Любил отцом Иоанном Кедровым отстроенную во славу Воскресения Христова церковь в Сокольниках. Кедровская церковь напоминала мезенского Спаса Нерукотворного – необычным летящим и нарядным обликом, яркими мозаиками, но в отличие от него не закрывалась ни на день. Спаслась сначала благодаря попам-обновленцам, а после войны попущение вышло, гонения поутихли. Верующий люд понес печали к темным ликам над мерцающими лампадами, к Иверской Божьей Матери и святому целителю Пантелеимону.
Хаживал Николай Савельевич на Разгуляй, в кафедральный Богоявленский собор, который по имени площади называли Елоховкой. Но чувствовал там себя неуютно, хотя чудотворную Казанскую икону Божьей Матери очень уважал и к мощам святителя Алексия каждый раз прикладывался.
…
Погода немного наладилась, серая сочащаяся водой завеса отступила ввысь, просохла, просветлела, стала просвечивать синевой и проблескивать жарким солнышком.

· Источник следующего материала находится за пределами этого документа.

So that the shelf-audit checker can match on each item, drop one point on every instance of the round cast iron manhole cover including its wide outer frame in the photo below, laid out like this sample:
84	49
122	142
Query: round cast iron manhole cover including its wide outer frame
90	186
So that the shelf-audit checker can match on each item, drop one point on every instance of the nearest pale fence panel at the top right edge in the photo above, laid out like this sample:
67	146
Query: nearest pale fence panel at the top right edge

Мигом просохла лужайка перед домом, Матрена развесила между елкой и березой откипяченные до синевы простыни и пододеяльники, сварила геркулесовую кашу и ушла по неведомым делам, не докладываясь. Так частенько случалось в последнее время. Разговаривать они почти перестали, жили, словно парочка поднадоевших друг другу супругов. Николай Савельевич исправно деньги на хозяйство выдавал, Матрена тратила на свое усмотрение. Отчитываться перестала, а Николаю Савельевичу неловко было спрашивать. Потому порой приходилось писать наугад, как пальцем в небо тыкать.
Баня коммерческая – 25
Табак и метлы – 37
Москва – 14
Обед и капли 25
Починка сапог (каблук) 40
Матрене Ив. – 100
Принесено – свинина, картошка, капуста, лук, молоко 1 литр…
1.10.
Распускался жасмин, затмив изобилием цветов и сладким благоуханьем белые и розовые махровые розочки шиповника. А вот пионы не радовали, стояли почти без бутонов, Николай Савельевич насчитал на пять кустов всего три шарика.

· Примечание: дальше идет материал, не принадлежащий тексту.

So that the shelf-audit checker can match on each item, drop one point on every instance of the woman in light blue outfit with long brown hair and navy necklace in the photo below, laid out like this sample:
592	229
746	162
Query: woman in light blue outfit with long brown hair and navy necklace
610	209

В воскресенье к обеду нагрянули гости – сыновья с женами. Николай Савельевич порадовался, что не пошел в неблизкое Черкасово, посетить церковь и примыкающее кладбище. А до их прихода все в слабости и лени себя упрекал. Главное сожаленье было не о том, что пропустил великопраздничную службу, а что с Красной Горки не навещал Милицыной могилки.
В последний визит принес жене букетик нарциссов, купленный на станции, да крашеное луковой шелухой яичко. Прибрался немножко, посидел на лавочке у оградки, посетовал привычно на одиночество, пожаловался. Милица велела бодриться, питаться, как следует, каплями не злоупотреблять, с Колосом не засиживаться. Николай Савельевич обещал. С тех пор, а уж больше месяца прошло, все никак не мог к ней выбраться, хотя раньше чуть ли не каждое воскресенье бывал. Все отговорки находились – то голова закружилась, то сердце колет, то ноги слабеют и отнимаются будто. Сплошная безалаберность!
Сыновья приехали с гостинцами, привезли стерлядь, икру, салаты, заливное. Кстати получилось, что Матрена с утра принесла свежий хлеб и масло домашнее. Накрыли на веранде, Лидуся постелила столовое белье – скатерть, салфетки, в китайскую синюю с росписью вазу поставила наспех собранный букет, и получилось, как всегда у нее – красиво. Женечка, ходившая тенью за ненаглядным Николашей, сегодня совсем тушевалась, вина не пила. Николай Савельевичу подумалось – уж не в интересном ли невестка положении. Да и пора бы – скоро год как замужем.
– Николашу расспрошу, – решил, – если и вправду радость такая, свечку надо поставить да молебен заказать за здравие.